Chinese sculptures

China’s Crisis of Miscommunication

In the run-up to major policy decisions in China, editorials by senior officials in major publications, as well as reports and communiqués from official forums and meetings, almost always provide clues about what will happen. The problem is that markets do not seem to know how to read them.

SHANGHAI – At a forum in Canberra last year, Andrew Sheng quipped, “China is transparent, but only in the Chinese sense.” The statement provoked laughter among those who view China’s decision-making processes as opaque; but it was laughter born of the recognition that Sheng was right.

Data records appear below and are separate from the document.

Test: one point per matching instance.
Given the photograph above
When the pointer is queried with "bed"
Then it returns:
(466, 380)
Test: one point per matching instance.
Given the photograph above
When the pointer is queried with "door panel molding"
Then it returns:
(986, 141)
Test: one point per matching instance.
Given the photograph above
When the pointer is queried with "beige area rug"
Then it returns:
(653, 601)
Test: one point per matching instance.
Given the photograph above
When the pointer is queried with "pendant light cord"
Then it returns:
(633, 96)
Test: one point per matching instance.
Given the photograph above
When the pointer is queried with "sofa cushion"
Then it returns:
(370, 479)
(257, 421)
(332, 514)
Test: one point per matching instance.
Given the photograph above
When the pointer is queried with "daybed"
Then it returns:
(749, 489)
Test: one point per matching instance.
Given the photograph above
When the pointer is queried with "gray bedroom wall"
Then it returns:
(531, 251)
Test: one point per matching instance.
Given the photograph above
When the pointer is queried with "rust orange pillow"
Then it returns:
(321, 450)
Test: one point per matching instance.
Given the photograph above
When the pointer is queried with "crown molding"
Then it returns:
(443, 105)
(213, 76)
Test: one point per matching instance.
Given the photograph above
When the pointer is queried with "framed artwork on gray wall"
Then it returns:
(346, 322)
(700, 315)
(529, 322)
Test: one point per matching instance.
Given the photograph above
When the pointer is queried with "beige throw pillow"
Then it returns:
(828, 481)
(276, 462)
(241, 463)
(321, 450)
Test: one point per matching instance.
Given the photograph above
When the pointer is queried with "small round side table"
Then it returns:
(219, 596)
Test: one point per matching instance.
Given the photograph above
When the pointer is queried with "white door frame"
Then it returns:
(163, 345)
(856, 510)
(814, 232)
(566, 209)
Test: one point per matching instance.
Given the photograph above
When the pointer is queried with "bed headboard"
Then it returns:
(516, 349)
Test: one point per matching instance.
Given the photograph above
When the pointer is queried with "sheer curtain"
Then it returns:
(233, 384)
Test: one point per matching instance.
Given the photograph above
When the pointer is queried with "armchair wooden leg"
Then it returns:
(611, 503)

In the run-up to a major policy decision in China, editorials by high-ranking authorities in major publications, as well as reports and communiqués from official forums and meetings, almost always provide clues about what will happen. You just have to know how to read them.

That is easier said than done, at least for foreign media, whose struggle to anticipate China’s policy moves has fueled much frustration – and even accusations that Chinese decision-making is secretive and unpredictable. This struggle is perhaps most apparent today in discussions about China’s exchange rate.

Many investors interpreted last August’s unexpected devaluation of the renminbi by 1.9% against the US dollar – the first decline following years of steady appreciation – as a last ditch effort by the People’s Bank of China (PBOC) to stave off an economic crash. They thus assumed that it was just the beginning of a protracted policy-induced depreciation. As a result, a wave of investors shorted the renminbi, fueled exchange-rate volatility and drove a sharp increase in capital outflows.